Late last year, the Trump administration issued a pair of regulatory guidance documents that effectively rewrote the Affordable Care Act’s (ACA’s) section 1332 innovation waiver program, which authorizes the federal government to permit states to establish programs waiving certain provisions of the ACA. Once recognized as a tool for states to improve health coverage in line with the ACA’s goals, the waiver program has been recast to offer states a way to undermine health insurance coverage protections for their residents.
Still, it’s not yet clear whether any state will take up that offer. A discussion paper released by the administration highlights states’ new waiver options, but doesn’t resolve a host of difficult policy choices and operational hurdles that states must address before proceeding with an untested waiver plan. There are also serious legal questions that seem destined for the courts: Are the administration’s weaker standards for waivers consistent with the ACA? And was it legal to make such significant changes to the program without notice and comment rule-making? Given these issues, this year we may continue to see the type of waiver actions seen in 2018: largely nonideological efforts by states to implement programs shown to be both workable and beneficial for people and health insurance markets.
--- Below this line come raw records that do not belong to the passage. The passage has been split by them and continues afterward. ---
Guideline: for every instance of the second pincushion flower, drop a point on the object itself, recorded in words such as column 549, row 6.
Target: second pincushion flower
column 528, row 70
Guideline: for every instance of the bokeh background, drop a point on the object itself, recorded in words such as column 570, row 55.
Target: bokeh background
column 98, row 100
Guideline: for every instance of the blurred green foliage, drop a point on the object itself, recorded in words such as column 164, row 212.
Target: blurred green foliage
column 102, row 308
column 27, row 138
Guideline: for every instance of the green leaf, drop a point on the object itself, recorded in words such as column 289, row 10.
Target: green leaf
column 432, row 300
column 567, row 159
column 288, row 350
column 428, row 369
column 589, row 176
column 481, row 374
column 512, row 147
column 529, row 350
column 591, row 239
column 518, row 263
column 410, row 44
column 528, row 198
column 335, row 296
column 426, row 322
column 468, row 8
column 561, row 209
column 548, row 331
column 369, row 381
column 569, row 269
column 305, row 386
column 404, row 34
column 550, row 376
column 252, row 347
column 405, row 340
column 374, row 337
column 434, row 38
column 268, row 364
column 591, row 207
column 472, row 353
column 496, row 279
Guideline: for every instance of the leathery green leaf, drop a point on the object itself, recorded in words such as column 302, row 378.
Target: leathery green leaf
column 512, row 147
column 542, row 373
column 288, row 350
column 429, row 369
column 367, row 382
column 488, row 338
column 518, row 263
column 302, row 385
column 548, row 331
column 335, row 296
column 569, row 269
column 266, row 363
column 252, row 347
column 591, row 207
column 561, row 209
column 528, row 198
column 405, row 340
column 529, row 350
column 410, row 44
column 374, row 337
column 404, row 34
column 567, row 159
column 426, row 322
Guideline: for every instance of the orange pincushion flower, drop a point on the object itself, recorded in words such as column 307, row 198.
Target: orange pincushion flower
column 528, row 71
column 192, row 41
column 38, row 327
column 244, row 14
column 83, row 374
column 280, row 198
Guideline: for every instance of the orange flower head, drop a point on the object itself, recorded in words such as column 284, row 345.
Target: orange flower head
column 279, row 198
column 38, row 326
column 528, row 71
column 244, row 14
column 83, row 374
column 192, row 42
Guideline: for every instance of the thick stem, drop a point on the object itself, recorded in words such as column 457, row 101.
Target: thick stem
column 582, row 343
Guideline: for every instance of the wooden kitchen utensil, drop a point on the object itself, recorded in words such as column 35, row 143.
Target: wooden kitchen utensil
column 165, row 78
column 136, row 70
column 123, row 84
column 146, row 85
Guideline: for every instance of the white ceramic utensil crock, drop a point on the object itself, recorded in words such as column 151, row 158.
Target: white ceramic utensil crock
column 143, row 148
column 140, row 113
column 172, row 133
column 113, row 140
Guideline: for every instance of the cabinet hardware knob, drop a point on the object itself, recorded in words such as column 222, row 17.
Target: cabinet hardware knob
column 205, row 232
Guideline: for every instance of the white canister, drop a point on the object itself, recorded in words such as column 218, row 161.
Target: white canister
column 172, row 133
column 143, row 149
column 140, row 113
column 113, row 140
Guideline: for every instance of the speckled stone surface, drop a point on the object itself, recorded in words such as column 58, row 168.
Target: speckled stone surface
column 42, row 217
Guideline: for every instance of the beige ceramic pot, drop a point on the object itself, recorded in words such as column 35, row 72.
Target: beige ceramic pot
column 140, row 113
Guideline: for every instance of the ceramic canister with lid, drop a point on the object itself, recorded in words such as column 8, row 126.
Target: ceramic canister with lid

What Are Section 1332 Waivers?
- Section 1332 of the ACA allows states to apply to waive certain provisions of the health law in order to implement their own programs to improve health insurance coverage.
- States can waive rules governing the ACA’s marketplaces, premium and cost-sharing subsidies, and essential health benefits, among others.
- States may not waive ACA protections for people with preexisting conditions, prohibitions on health status and gender rating, and nondiscrimination rules.
- States can access federal funding under the program. If a state’s waiver plan is forecast to reduce federal spending on coverage subsidies, the federal government will pass through those savings to the state for the purpose of implementing its waiver.
- The program does not give states carte blanche to waive federal law. A waiver cannot be approved unless it complies with statutory “guardrails” that disallow any proposal likely to undermine comprehensive, affordable coverage, cover fewer people, or impose additional costs on the federal government.
- States must have statutory authority to submit the waiver application to the federal government and implement the waiver program.
States Are Using Waivers to Shore Up Their ACA Markets
Since 1332 waivers became available to states in 2017, federal officials have approved eight applications. Seven of these make use of federal pass-through savings — money the federal government would otherwise have spent on coverage subsidies, absent the waiver — to partially fund a state-operated reinsurance program. (The other, the first waiver to be approved, allows Hawaii to harmonize its own, often more stringent small-group market insurance rules with those of the ACA.)